外に出てみると、やはり暑かったが、研究所ではエアコンが入っていなかったので、さほど変わらなかったーーむしろ、風がよく通る分、こちらのほうが多少涼しいものだ。
アオクマも外に出て楽しそうだ。
「あ……スイセンの兄ちゃん」
ラグナがそういうので、右を見てみると、そこには近所のお兄さん、スイセンさんがいた。
「おはよう。二人で何してるんだ?」
「見てくれよ、これ」
そういって、ラグナはヒガルーを持ち上げた。
「おっ、ヒガルーじゃんか。

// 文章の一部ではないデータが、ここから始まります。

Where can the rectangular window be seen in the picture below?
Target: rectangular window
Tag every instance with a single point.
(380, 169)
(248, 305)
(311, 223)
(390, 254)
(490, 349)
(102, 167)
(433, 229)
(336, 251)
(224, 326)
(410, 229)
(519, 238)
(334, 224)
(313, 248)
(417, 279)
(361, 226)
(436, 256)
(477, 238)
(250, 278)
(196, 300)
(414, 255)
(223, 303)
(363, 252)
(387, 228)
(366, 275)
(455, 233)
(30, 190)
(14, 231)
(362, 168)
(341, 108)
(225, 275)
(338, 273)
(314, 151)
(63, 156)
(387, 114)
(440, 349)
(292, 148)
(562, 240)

珍しい……まさか、それってラグナのポケモンなのか?」
「そう」
「あ、私はこの子」
「そうか、マリンはアオクマ……なんだ、ジャスミンから貰ったのか?」
「そうなんだよ。僕たち、今日から旅に出るんだ」
「まじで!?」
「まじまじ」私が答えた。
「そうか……希望に満ちるお前らを見ていると、なんだか昔を思い出すな」
スイセンさんは、一瞬だけ遠い目をして、そう言った。
「ところで、トレーナーとして旅にでるんだろう?」
にやりとして、彼は言うーー楽しそうだった。
「ちょっと二人で、勝負の一つでもしてみたらどうだ?審判は俺がやろう」
「ポケモン……勝負」
私とラグナは目を見合わせたーー彼はやる気満々のようだ。
うん、上々!
私は勝気な顔でそう言った。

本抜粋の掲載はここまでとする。